In ZNet, Pervez Hoodbhoy looks at Pakistan, 7 years after Musharraf’s coup.

Some had feared – while others had hoped – that General Pervez Musharraf’s coup of October 12, 1999, would bring the revolution of Kemal Ataturk to a Pakistan and wrest the country from the iron grip of mullahs. But years later a definitive truth has emerged. Like the other insecure governments before it, both military and civilian, the present regime also has a single point agenda – to stay in power at all costs. It therefore does whatever it must and Pakistan falls further from any prospect of acquiring modern values, and of building and strengthening democratic institutions.

The requirements for survival of the present regime are clear: on the one hand the Army leadership knows that its critical dependence upon the West requires that it be perceived abroad as a liberal regime pitted against radical Islamists. But, on the other hand, in actual fact, to preserve and extend its grip on power, it must preserve the status quo.

The staged conflicts between General Musharraf and the mullahs are therefore a regular part of Pakistani politics. This September, nearly seven years later, the religious parties needed no demonstration of muscle power for winning two major victories in less than a fortnight; just a few noisy threats sufficed. From experience they knew that the Pakistan Army and its sagacious leader – of “enlightened moderation” fame – would stick to their predictable pattern of dealing with Islamists. In a nutshell: provoke a fight, get the excitement going, let diplomatic missions in Islamabad prepare their briefs and CNN and BBC get their clips – and then beat a retreat.
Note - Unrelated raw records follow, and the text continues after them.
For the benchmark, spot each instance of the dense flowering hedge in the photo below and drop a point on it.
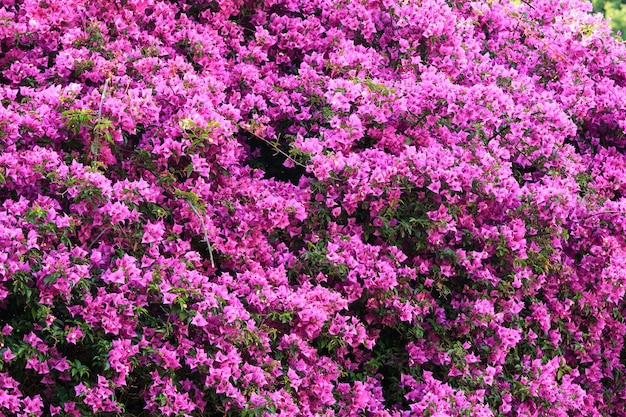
(311, 207)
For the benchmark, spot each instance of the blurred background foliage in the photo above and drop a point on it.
(614, 10)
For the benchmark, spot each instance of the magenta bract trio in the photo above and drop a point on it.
(311, 208)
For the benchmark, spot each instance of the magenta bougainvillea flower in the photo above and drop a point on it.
(311, 208)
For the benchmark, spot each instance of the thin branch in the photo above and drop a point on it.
(206, 234)
(104, 93)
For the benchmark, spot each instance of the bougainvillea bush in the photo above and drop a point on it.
(311, 208)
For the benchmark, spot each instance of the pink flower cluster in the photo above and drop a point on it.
(311, 208)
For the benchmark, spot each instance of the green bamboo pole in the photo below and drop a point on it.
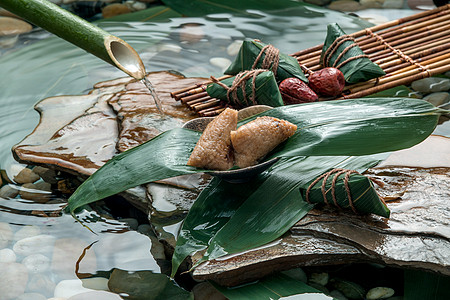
(79, 32)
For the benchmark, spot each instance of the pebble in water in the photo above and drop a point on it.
(13, 278)
(9, 191)
(379, 293)
(36, 263)
(42, 244)
(7, 255)
(6, 234)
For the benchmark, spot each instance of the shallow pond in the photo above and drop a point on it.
(52, 248)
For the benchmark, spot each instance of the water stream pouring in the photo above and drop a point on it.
(83, 34)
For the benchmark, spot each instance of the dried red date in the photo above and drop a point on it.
(294, 91)
(328, 82)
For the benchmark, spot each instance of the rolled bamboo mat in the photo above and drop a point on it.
(407, 49)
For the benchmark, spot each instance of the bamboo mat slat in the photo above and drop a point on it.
(407, 49)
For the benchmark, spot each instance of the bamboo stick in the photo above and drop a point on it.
(79, 32)
(193, 97)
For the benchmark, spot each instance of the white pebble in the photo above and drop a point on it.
(69, 288)
(31, 296)
(233, 48)
(379, 293)
(5, 234)
(7, 255)
(36, 244)
(221, 62)
(27, 231)
(36, 263)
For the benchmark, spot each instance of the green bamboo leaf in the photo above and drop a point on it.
(249, 51)
(325, 128)
(271, 287)
(222, 210)
(424, 285)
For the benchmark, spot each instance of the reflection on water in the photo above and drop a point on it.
(47, 251)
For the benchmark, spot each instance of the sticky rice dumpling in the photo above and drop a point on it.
(256, 139)
(213, 150)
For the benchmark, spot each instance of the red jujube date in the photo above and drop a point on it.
(294, 91)
(328, 82)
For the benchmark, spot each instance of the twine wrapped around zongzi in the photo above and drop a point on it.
(341, 51)
(247, 88)
(257, 55)
(346, 189)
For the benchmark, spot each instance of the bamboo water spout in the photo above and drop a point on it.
(79, 32)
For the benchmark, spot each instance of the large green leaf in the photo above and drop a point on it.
(265, 210)
(346, 127)
(272, 287)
At the end of it all the mullahs would get what they want, but so would the General.

And see also this piece by him on related issues.

[A]t the heart of Pakistan’s problems lies a truth – one etched in stone – that when a state proclaims a religious identity and mission, it is bound to privilege those who organize religious life and interpret religious text. Since there are many models and interpretations within every religion, there is bound to be conflict between religious forces over whose model shall prevail. There is also the larger confrontation between religious principles and practices and what we now consider to be ‘modern’ ideas of society, which have emerged over the past several hundred years. This truth, for all its simplicity, escaped the attention of several generations of soldiers, politicians, and citizens of Pakistan. It is true that there has been some learning – Musharraf’s call for “enlightened moderation” is a tacit (and welcome) admission that a theocratic Pakistan cannot work. But his call conflicts with his other, more important, responsibility as chief of the Pakistan Army.